Friday, November 14, 2008

Top Secret

Back in the day, Reese and I hand made Christmas gifts for extended family members. We have made so many things over the years....painted glass ornaments, piecework stockings, cocoa mix, clay angel ornaments, home made vanilla, toffee, decorated frames, letter blocks (as seen in photos -- a big hit with both sets of grandparents,) and who knows what else. A great deal of thoughtful consideration, time, and effort went into these presents. We encouraged our daughters to do the same and make gifts for loved ones. The idea was that something made from hearts and hands would be appreciated more than something store bought. Well, different people have different ideas of what Christmas (and in particular, gift giving) should mean, even within the same family. Everyone doesn't always have high regard for such a contribution; so after a few years of this types of present being largely misunderstood, we stopped doing it and started buying everything.

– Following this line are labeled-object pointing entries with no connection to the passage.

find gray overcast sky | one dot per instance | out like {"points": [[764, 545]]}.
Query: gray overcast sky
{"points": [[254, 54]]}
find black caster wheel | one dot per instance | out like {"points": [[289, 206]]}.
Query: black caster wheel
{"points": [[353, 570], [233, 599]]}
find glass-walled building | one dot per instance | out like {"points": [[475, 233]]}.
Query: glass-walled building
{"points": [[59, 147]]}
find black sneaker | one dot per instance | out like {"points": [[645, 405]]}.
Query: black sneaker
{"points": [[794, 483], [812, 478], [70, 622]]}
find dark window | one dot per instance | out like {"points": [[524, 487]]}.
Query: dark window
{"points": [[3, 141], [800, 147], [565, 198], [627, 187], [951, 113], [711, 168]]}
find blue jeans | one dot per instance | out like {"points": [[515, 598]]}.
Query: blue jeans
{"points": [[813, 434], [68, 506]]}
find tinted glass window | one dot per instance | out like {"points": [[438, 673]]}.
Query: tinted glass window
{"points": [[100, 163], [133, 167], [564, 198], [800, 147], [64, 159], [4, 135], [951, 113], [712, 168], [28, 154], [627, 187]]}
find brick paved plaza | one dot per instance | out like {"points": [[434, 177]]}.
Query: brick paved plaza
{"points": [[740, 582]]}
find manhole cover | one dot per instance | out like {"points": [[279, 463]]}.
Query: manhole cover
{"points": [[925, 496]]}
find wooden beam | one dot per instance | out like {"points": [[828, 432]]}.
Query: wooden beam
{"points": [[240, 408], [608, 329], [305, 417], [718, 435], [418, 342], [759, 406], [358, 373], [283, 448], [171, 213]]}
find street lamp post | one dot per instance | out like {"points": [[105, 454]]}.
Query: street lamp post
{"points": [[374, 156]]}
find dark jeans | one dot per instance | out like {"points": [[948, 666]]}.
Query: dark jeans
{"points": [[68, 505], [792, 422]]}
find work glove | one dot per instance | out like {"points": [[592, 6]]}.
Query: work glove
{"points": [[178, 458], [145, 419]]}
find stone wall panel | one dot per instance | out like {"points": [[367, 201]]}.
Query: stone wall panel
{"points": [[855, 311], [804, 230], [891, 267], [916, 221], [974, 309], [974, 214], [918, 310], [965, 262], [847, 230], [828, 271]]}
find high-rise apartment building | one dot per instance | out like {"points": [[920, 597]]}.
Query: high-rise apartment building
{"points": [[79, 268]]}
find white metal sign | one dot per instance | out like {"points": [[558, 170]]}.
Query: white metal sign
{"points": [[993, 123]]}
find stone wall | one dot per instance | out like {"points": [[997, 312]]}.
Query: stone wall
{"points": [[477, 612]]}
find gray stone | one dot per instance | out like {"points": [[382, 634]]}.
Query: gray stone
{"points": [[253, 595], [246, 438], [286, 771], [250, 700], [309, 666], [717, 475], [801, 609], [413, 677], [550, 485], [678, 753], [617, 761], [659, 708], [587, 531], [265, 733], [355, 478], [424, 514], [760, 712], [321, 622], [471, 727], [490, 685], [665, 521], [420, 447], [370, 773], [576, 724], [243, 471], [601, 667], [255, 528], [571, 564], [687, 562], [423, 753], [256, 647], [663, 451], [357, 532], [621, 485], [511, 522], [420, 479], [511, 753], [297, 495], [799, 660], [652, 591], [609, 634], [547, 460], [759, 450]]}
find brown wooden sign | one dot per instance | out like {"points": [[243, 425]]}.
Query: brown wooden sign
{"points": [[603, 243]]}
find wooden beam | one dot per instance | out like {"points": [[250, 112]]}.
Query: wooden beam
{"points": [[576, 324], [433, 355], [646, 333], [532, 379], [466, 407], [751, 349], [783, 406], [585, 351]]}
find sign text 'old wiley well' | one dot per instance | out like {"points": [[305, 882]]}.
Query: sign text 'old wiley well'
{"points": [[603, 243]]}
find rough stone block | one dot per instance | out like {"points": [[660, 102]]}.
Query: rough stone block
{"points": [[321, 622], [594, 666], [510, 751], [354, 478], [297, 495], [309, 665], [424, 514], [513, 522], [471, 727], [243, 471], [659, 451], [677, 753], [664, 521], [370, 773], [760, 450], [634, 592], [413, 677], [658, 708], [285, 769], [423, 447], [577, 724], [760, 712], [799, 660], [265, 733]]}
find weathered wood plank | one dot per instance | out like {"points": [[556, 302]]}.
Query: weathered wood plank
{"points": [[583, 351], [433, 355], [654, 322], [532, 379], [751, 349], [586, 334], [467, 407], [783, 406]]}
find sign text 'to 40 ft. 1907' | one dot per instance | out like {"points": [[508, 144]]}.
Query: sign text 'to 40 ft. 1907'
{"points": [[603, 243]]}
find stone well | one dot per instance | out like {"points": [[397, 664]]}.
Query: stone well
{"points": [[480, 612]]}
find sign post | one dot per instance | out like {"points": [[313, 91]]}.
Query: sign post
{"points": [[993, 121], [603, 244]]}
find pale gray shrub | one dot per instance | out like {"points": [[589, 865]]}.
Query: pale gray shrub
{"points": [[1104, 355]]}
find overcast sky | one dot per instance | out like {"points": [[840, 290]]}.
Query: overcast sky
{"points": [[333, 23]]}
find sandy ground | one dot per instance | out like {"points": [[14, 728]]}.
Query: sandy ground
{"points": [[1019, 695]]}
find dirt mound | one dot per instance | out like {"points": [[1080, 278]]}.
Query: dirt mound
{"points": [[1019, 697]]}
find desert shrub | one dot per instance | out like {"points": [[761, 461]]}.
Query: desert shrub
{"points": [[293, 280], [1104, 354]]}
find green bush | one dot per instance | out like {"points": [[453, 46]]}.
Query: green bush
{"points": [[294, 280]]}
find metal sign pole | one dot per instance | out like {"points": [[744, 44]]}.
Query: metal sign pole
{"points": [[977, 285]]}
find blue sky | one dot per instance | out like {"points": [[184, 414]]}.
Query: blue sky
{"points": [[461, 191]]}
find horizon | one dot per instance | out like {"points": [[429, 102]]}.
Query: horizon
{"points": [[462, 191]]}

But last year, when Reese, Erin, Anna, Hilary, and Joy started asking for my Christmas wish list, I realized that what I truly wanted was something home made. So I sent Reese and the daughters an e-mail that said,

I've decided what I really want for Christmas...
something from your hearts/skills/or mind
such as:
a song, sung or played
a poem recited
a painting or drawing
a scripture passage memorized
something knitted
something baked or cooked
or whatever might come from your hands or heart

All of you are talented. Please give me something from your storehouse of talent.
Reese wrote and performed a bluesy love song. Erin drew something in colored pencils on brown paper. Anna knitted a scarf. Joy did a watercolor drawing. And Hilary promised to sing a song when her voice cleared. It was one of the best Christmases ever -- but then again, I say that every year! (Of course, it also meant that, in order to set a good example, I needed to make something for them as well. It had been so long since home made gift season that I felt a bit rusty and out of practice.)
This year, last year's e-mail was sent 'round again. This year, the preparations started a little earlier. And this year, it's really hard to keep such a big secret....from Reese. He's my very best friend and naturally, I want to talk with him about this little (big) Christmas project. The art studio is a wonderful space to create and at the end of the day, close the door. Keep a secret -- no problem, mon. Only the fumes from the oil paint and solvents is overpowering with the door closed! There's no ventilation. So, in order to not suffocate, and get a small amount of air circulating in the studio, this towel got hung in the doorway, with about a 12 inch gap underneath it. The fumes are still fumy, though not nearly as bad as they were the first week. The little sign on the outside (to the left of the blue towel) is to remind Reese not to enter the studio (please) because I'm working on his Christmas gift. The sign also says that I'll happily fetch whatever he might need from inside the studio, such as stored wheat berries for his most excellent bread making, or good beer (also stored in the studio) for the drinking.


marylamb said...

you are too cute.

Betsy Bryan said...

Now you're keeping the rest of us in suspense too! Can't wait to see Reese's gift.

Sarah Hazel said...'s still up in the air as to whether or not it will be finished by Christmas....we'll see.

Joan Breckwoldt said...

Sarah, what a wonderful post, I grew up making handmade Christmas gifts for my parents. Last year I got a poem for my daughter and I agree that handmade/written/ or sung are the best kind of gifts!
I CAN NOT wait to see what you're painting for Reese . . . but I suppose we'll all have to wait.

Joan Breckwoldt said...

oops, got a poem FROM my daughter.

Sarah Hazel said...

Joan, who said it's a painting? Maybe it is...maybe it isn't. That said, I would appreciate some advice on the big surprise...maybe could you come over one day????